One final remark: Whether or not Gingrich is a hypocrite, anyone who has insisted of other politicians that their private sexual lives are highly relevant to assessing their suitability for political life would be courting hypocrisy if they treated Gingrich's blatant record of sexual infidelity and disregard for marital vows as politically irrelevant.


  1. This comment has been removed by the author.

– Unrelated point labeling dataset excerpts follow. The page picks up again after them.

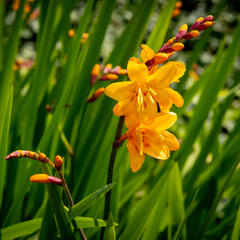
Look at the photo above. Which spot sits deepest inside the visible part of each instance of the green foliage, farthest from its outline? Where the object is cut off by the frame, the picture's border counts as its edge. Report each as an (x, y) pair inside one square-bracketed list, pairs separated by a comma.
[(192, 195)]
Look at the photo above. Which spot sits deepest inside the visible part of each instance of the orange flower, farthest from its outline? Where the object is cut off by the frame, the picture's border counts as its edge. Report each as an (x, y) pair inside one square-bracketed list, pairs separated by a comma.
[(140, 95), (151, 139)]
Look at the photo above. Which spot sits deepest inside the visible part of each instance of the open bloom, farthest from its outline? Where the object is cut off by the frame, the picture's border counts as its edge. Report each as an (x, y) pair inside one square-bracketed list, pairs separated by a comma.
[(151, 139), (141, 95)]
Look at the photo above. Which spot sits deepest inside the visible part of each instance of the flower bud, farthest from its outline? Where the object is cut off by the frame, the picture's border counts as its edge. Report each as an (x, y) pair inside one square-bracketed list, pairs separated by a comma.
[(177, 46), (58, 161), (44, 178), (71, 33), (96, 95)]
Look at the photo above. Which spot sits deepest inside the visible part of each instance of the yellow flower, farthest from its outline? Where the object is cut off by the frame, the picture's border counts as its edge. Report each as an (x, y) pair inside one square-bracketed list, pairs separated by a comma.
[(151, 139), (140, 95)]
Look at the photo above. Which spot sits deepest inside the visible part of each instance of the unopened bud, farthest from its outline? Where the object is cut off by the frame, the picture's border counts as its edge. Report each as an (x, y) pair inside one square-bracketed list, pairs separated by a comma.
[(194, 33), (208, 24), (209, 18), (177, 47), (199, 19), (184, 27), (160, 58), (84, 37), (96, 94), (71, 33), (58, 161), (170, 41), (44, 178), (95, 72)]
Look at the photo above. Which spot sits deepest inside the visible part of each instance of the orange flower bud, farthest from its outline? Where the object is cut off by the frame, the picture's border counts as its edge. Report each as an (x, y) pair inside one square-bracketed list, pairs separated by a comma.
[(170, 41), (96, 70), (71, 33), (84, 37), (42, 157), (27, 8), (122, 71), (96, 94), (160, 58), (109, 65), (208, 24), (58, 161), (177, 46), (178, 4), (184, 27), (111, 76), (199, 19), (195, 33), (44, 178)]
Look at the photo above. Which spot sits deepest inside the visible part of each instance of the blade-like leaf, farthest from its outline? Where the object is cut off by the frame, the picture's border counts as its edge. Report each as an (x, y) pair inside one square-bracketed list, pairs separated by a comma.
[(84, 204)]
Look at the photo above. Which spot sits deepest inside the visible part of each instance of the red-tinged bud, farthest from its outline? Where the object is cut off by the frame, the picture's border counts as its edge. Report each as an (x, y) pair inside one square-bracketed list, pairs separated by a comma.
[(44, 178), (48, 108), (109, 76), (71, 33), (43, 157), (178, 4), (177, 46), (95, 72), (84, 37), (58, 161), (160, 58), (209, 18), (192, 34), (122, 71), (96, 94)]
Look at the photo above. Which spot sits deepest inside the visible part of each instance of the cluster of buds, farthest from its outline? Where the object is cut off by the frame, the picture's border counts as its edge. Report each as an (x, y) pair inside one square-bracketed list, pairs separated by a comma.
[(71, 34), (177, 9), (100, 73), (41, 157), (23, 64), (175, 44), (107, 73)]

  2. It seems to me there is a sense in which Gingrich is undeniably a hypocrite. He admits (now) to some serious moral transgressions. Repentance is great, but it seems to me that a person who knows how much he has sinned in the past ought to be a little less self-righteous in the present when commenting on other people's alleged moral transgressions. It seems to me this person would recognize the other sinners as fellow travelers so to speak--they are failing morally the same as I did. Gingrich it seems to me decidedly *doesn't* show any signs of this kind of compassion. He gives himself a break that he doesn't give to other people, it seems to me.

  3. Hi Eric,

    There is another side to this coin: can a politician really hope to be elected without misrepresenting him/herself to some degree? To a large extent, they are acting out a role, projecting an image that has often very little to do with reality.

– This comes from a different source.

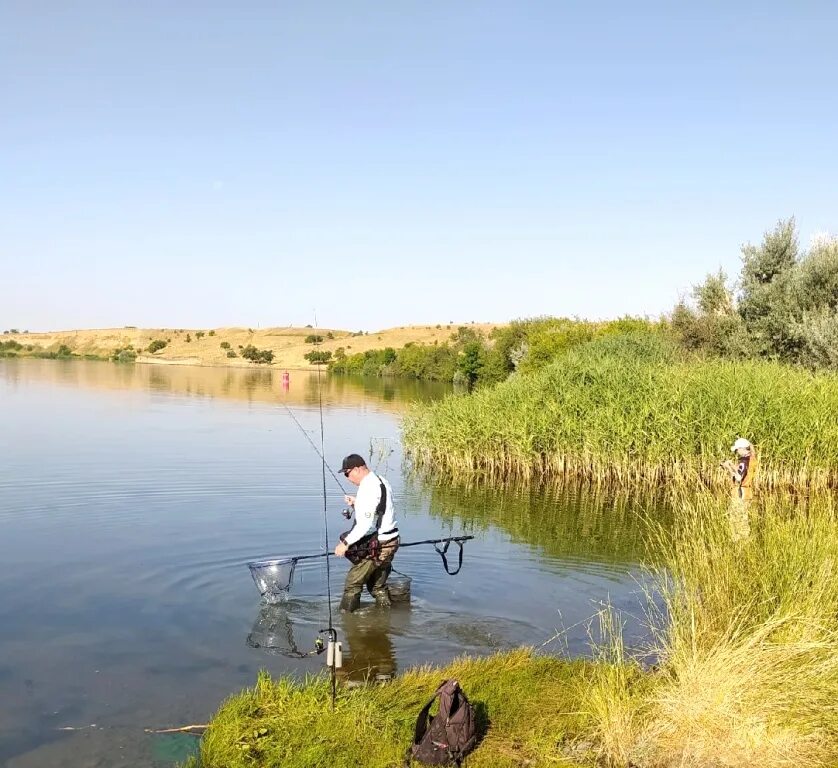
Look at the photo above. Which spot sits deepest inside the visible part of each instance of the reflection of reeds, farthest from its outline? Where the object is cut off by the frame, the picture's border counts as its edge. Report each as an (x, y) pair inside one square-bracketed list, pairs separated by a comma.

    There are simply things they can't do and opinions they can't have. For example, I understand that in the US a politician that would strongly criticize an action by the United States or show indifference to religion would be quickly disqualified. And up here we, for sure, have our own brand of political silliness, different but no more rational.

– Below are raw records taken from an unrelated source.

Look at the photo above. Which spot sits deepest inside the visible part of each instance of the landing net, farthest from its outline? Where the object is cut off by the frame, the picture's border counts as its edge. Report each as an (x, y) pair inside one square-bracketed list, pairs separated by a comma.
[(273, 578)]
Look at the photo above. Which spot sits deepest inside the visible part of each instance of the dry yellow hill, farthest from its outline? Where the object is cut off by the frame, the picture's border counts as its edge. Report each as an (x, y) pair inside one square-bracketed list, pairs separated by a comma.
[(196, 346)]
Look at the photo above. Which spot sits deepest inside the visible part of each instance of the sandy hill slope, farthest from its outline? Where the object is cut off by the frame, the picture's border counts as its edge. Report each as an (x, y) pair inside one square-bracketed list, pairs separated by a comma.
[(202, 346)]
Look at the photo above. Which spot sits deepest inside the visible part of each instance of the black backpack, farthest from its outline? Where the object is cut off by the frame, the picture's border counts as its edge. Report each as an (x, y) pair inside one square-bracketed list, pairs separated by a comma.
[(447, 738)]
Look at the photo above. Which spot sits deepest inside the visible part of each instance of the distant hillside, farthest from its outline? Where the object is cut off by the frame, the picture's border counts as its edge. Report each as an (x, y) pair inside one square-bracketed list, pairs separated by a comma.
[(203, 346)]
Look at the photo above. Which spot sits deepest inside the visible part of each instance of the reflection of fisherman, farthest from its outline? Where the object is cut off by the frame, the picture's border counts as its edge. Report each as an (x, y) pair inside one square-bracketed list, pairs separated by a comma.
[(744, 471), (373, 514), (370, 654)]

    I am not being cynical but doesn't all this make some form of misrepresentation or hypocrisy almost necessary?

  4. Keith--Good point. It may be that the self-righteous dimension of hypocrisy deserves a bit more attention. If an unwarranted self-righteousness with respect to some kind of wrongdoing is given more prominence in our understanding of hypocrisy, then the remorseful moralizer could still be a hypocrite even if he/she isn't currently guilty of the wrongdoing.

  5. JP--You're right that the political process seems to drive those who seek elected office to misrepresent who they are in various ways. So realistically what the electorate has to focus on is the issue of DEGREE. Is the politician reluctantly compromising his/her integrity a bit (and losing sleep over it) for the sake of political necessity, or does the politician not have any integrity to compromise?

  6. JP is right about politicians, I think. In the interest of fairness (since I voted for the man and I plan to vote for him again) I've had this nagging problem with Obama wrt his famous Speech about Talking about Race in America (the one he made in response to the Jeremiah Wright flap). Obama made a great speech about how important it is for Americans to be able to talk honestly about racial issues without fearing condemnation for being so racist and all. This speech was creditted with defusing the whole Wright issue, and Obama never brought the subject up again. It's almost as if the speech was just cheap damage control, not a serious call for dialog:-(

  7. But when it comes to the hypocrisy of self righteousness, Gingrich strikes me as being particularly adept at it. Gingrich seems to me to be particularly full throated in his condemnation of other people for failing morally, rhetorically oblivious to his admissions of his own moral failings. All of us suffer from this ailment, I think, (i'm probably doing it right now:-) but Gingrich amazes me with his gall.